The trial reconvenes and when Hye-sung sees how nervous Su-ha is, she clasps his hand. He looks over at her in surprise and she smiles back at him reassuringly, squeezing his hand.
She gets up to say that there is one possibility that they’ve left out—a suspect who was present at the scene of the crime, had opportunity, and motive. Min Joon-gook. The judge points out the absurdity of fingering the murder victim as a suspect, to which she says:
“The defense contends that Min Joon-gook is still alive.”
Well I guess one lackluster ending in ten episodes isn’t the worst track record in the world. But that was a pretty obvious thing to end on, especially when you could’ve saved Su-ha’s flashback for the cliffhanger to make us doubt his innocence. I haven’t nitpicked too harshly when it came to the lawyering on this show because it’s mostly just a platform for character growth and an exploration of moral quandaries, not a tutorial on the legal system. And obviously TV law is going to be about as complex and accurate as, well, TV medicine, but this show sometimes takes the cake for skipping the obvious steps of investigation—more the realm of cops, sure, but if your universe has cops and medical examiners and people testing DNA, then don’t you also have a Bones who can tell you whether or not a hand was cut off a corpse or a living, walking, talking killer? And wouldn’t the first thing you’d want to argue be that the so-called murder victim was never found dead?

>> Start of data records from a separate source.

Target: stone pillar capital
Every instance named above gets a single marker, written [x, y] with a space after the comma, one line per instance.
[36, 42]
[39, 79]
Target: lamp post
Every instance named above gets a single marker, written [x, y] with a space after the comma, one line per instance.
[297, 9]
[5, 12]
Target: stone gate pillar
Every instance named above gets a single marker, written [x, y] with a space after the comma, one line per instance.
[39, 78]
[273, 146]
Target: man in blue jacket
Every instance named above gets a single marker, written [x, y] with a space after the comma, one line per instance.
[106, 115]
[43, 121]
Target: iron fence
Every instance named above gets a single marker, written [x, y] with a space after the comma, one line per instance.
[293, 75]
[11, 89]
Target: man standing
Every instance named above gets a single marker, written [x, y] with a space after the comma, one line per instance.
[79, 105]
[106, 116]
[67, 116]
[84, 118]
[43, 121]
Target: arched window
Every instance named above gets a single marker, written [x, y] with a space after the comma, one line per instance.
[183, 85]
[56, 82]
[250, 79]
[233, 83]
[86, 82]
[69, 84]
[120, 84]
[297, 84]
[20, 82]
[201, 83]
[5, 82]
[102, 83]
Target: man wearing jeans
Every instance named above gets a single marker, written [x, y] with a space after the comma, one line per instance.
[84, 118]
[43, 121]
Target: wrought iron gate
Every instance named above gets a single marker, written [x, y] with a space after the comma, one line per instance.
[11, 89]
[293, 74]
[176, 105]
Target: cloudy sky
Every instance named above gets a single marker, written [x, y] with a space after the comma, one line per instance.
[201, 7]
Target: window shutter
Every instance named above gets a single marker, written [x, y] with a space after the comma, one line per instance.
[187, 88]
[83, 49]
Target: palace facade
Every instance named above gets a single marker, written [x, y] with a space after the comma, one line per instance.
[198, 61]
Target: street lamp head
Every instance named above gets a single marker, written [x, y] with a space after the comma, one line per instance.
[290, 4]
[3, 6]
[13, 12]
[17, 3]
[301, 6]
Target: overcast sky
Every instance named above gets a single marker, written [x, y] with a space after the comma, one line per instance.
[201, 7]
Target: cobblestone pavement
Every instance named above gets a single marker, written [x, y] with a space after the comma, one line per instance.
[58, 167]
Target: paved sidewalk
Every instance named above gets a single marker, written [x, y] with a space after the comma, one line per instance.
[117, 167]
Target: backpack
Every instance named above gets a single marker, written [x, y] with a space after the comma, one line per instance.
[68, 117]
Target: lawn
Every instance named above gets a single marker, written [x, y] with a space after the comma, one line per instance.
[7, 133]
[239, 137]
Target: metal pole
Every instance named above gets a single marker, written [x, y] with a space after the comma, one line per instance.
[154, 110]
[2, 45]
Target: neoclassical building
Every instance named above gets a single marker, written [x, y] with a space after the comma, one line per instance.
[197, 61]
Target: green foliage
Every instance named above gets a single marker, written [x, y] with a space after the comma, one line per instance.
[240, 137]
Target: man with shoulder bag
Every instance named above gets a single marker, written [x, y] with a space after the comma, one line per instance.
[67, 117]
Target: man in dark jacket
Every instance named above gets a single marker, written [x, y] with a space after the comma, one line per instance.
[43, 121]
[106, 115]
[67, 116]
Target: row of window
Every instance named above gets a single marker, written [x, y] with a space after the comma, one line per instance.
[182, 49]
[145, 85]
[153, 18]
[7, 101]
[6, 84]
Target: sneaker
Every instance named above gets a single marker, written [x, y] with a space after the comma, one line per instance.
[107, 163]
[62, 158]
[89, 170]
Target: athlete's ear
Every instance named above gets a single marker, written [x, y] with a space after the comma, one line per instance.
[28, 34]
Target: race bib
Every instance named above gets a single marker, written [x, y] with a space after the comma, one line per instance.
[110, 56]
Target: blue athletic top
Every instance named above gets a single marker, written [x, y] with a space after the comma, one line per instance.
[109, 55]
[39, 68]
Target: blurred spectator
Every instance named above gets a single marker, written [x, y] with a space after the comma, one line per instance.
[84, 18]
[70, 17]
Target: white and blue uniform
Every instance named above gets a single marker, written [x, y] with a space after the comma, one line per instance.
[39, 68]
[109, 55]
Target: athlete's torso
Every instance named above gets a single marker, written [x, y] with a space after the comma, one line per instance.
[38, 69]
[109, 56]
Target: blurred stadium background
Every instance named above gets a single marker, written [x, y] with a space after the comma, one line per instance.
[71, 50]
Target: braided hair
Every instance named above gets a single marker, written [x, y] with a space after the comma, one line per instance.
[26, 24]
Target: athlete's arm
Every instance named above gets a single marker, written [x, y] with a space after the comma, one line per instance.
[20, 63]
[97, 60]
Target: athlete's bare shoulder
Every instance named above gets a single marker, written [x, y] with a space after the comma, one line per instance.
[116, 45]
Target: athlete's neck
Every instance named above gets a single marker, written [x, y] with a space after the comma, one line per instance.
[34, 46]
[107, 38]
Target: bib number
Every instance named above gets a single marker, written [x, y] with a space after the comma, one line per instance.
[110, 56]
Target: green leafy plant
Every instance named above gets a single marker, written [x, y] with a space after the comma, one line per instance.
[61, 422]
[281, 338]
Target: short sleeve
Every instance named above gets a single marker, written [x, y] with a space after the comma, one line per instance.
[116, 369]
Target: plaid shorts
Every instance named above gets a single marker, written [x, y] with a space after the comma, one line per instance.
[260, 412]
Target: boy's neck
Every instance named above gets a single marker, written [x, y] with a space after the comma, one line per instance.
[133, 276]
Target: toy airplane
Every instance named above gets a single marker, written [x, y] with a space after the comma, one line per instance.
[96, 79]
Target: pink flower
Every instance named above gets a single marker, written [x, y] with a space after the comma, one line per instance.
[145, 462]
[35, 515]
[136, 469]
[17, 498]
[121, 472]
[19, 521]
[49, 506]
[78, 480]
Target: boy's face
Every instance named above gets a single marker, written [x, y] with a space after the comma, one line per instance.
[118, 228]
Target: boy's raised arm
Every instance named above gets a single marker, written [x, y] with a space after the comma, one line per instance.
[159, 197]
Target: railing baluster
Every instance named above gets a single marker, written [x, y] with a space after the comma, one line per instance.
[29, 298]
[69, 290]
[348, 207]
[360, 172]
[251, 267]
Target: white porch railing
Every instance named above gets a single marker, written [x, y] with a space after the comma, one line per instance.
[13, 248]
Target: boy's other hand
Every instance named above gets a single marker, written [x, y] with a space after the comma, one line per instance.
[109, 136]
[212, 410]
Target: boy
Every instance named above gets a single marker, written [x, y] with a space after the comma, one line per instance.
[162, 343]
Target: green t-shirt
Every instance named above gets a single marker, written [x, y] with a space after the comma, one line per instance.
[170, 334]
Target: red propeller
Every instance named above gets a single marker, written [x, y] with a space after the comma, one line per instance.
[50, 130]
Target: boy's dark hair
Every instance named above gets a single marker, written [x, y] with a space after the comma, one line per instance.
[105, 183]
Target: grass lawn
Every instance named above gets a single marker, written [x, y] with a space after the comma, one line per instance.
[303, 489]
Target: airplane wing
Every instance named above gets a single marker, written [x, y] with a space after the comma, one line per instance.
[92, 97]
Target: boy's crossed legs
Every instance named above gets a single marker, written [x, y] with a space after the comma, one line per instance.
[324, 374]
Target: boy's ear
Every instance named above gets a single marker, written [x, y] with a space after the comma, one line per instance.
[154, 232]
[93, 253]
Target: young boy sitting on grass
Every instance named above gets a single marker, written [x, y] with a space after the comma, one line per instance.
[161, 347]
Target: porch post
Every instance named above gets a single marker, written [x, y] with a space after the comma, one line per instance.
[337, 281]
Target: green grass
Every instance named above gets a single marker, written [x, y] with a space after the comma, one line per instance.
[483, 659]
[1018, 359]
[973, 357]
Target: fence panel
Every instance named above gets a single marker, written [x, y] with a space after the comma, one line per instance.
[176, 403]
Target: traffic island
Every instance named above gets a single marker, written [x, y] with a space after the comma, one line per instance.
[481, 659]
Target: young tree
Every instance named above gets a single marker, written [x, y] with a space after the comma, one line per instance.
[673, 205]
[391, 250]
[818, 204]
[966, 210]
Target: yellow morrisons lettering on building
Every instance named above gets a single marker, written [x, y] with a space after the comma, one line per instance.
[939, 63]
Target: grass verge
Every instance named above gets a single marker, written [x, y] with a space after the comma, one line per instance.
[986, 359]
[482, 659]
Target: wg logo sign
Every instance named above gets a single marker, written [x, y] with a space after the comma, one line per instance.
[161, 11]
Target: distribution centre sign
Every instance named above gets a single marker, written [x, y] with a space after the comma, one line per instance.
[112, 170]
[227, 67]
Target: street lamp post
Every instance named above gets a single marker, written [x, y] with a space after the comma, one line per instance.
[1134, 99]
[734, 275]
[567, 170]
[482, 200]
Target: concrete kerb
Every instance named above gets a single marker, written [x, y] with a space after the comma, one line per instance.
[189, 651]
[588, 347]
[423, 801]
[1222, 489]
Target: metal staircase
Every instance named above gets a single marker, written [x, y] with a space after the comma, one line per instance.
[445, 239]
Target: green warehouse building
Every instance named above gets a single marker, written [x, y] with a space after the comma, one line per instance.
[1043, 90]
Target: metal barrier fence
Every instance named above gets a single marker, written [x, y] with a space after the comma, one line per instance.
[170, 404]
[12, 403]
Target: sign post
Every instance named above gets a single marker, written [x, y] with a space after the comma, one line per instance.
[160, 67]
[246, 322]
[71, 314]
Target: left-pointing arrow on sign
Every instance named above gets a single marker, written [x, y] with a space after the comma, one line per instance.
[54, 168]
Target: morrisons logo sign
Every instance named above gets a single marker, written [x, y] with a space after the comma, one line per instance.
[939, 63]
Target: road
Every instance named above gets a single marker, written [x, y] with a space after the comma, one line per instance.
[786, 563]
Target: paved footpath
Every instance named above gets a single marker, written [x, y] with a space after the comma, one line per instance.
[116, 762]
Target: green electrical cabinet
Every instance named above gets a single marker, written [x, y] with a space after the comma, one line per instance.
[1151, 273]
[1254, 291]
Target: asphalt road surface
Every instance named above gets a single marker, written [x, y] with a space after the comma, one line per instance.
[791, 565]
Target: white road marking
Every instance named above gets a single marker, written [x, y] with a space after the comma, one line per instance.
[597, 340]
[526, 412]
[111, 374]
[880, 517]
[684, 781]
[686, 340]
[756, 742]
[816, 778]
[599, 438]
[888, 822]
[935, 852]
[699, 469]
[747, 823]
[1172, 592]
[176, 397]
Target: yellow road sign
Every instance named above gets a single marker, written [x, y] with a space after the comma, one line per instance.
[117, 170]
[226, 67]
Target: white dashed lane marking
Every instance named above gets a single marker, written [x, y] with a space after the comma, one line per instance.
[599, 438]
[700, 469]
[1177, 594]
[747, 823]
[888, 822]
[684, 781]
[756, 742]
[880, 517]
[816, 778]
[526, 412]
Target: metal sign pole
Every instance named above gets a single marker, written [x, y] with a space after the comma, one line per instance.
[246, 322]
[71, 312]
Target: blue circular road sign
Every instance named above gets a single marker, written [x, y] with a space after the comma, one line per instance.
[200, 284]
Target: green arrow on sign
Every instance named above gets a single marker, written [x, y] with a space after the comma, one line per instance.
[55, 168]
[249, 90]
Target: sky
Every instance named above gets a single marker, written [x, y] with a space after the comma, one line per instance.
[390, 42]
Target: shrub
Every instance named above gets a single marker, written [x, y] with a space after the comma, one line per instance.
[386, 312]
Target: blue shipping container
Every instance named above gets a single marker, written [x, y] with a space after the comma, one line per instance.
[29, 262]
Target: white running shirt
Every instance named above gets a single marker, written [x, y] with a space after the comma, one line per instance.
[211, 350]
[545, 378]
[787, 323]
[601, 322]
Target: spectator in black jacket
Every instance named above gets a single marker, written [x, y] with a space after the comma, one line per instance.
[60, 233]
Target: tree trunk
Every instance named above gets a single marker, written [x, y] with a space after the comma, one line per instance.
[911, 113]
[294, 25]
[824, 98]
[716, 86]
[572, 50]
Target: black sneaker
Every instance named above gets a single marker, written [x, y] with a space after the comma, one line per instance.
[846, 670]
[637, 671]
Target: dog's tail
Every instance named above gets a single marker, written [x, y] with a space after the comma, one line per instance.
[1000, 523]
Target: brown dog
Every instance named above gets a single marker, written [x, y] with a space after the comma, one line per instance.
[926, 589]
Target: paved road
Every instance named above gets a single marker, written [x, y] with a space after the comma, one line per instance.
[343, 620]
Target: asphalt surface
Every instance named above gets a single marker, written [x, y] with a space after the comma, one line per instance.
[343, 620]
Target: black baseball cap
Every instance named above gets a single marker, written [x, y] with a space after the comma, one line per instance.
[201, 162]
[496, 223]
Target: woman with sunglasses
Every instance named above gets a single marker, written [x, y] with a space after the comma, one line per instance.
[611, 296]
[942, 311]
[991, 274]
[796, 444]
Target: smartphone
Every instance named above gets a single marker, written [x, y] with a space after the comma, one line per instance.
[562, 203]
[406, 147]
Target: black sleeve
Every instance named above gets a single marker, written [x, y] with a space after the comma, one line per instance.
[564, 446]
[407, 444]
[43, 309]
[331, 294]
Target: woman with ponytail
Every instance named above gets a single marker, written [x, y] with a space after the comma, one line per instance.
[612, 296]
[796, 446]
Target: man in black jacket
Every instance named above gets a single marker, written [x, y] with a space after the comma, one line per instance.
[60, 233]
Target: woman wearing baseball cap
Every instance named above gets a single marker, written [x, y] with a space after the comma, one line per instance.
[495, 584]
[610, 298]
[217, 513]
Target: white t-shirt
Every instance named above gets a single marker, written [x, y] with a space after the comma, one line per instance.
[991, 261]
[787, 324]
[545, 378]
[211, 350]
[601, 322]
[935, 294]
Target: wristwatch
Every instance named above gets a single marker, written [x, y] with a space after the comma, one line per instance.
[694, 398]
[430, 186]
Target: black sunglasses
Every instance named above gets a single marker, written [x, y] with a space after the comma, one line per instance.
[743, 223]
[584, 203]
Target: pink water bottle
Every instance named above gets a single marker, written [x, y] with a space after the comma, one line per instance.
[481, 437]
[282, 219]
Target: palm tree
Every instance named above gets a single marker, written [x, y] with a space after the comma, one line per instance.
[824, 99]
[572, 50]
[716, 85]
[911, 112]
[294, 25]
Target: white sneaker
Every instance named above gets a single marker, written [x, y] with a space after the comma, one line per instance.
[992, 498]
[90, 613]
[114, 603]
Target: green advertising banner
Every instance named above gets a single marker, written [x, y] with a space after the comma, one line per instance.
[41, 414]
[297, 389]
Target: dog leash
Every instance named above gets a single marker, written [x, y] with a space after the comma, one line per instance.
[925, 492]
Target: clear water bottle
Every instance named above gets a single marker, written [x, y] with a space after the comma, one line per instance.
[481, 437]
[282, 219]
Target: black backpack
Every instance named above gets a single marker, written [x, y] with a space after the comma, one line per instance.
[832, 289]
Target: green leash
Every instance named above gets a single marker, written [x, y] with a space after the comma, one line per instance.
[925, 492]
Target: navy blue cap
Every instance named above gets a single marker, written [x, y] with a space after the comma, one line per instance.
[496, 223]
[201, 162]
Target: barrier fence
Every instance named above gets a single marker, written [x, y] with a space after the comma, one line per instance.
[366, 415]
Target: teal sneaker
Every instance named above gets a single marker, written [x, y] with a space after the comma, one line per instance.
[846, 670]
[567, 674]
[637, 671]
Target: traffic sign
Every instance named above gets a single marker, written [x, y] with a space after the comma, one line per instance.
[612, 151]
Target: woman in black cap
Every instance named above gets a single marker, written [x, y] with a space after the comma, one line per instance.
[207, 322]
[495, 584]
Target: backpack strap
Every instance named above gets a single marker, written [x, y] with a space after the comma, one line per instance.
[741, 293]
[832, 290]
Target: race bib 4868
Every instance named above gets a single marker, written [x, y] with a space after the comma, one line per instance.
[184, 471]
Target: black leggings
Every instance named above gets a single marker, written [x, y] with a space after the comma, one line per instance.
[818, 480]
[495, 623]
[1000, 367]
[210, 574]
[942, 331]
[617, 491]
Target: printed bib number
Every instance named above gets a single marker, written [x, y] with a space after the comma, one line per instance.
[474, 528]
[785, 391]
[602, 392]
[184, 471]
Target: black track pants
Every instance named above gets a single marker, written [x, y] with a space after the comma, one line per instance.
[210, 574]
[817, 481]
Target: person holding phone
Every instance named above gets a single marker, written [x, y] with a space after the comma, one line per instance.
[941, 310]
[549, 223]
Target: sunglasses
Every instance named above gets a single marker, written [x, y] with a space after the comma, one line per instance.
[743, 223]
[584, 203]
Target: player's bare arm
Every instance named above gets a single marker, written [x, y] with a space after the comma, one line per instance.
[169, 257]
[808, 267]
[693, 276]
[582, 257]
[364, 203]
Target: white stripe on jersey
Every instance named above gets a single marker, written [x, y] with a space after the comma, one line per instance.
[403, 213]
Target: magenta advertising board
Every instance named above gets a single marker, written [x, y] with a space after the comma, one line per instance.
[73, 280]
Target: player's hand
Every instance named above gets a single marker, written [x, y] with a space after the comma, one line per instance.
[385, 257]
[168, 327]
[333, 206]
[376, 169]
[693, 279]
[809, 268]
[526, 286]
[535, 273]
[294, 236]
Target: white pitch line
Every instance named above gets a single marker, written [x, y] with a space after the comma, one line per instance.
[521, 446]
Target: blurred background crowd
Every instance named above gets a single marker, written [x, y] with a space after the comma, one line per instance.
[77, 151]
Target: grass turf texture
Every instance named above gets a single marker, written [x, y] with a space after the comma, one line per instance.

I think the particulars of the case are interesting, and we’re emotionally invested because it’s Su-ha, but we either need to spend less time on the case or do a better job with the forensic particulars if we’re going to give it this much screen time. The way the trials are written, it always makes the lawyers look like they’re scrambling for last-minute ideas, which I get for the purposes of narrative surprise, but you also want to put more faith in the main characters’ skill set. I want to trust that you’re going to win because you’re good, not because you got lucky, and right now you’re leaving me somewhere in hope-and-pray-land.
The one thing that keeps it interesting is Su-ha’s vulnerability (so stirring) and his fragmented memory, which is done really well. The memories come back at the worst times, and in pieces that look fairly damning, even to us. I still don’t believe in my heart that he’s a killer, but it’s kind of amazing that he’s in a situation where he believes himself to be guilty with every recovered memory. That’s a great conflict, especially when he’s desperately trying to figure out which person he is, and hoping against hope that he’s the Su-ha in Hye-sung’s eyes, and not the rest of the world’s.
And that I think makes the amnesiac arc worth it (I admit begrudgingly), though I really don’t want it to outlast its usefulness. There are things we gain, like his rediscovery of his past self with Choong-ki (so cute), or the personal struggle to know what kind of person he was. I love that she’s his tether to the good Park Su-ha, despite everything else pointing to the worst. And that’s the setup that gets me—that he was the one who believed in her when no one else did, and now she’s doing the same for him.
Not having his powers along with that is the kicker, because it makes him vulnerable in a way we’ve never seen, where he has to ask for the truth, decipher lies for himself, and take people’s words at face value. Hye-sung can lie to him now, which is a huge reversal in their relationship, where she was always forced to be honest with him by default, and he got to lie whenever it suited him. Now he really has to go by faith alone, and what’s great is that he still trusts her blindly anyway, almost to a fault. I like that in the new dynamic there’s more confusion and searching for clues too, and that Hye-sung communicates through touch what she can’t through her thoughts anymore. I love that constant thread with them—that no matter if he has a superpower or not, their connection is through something other than words.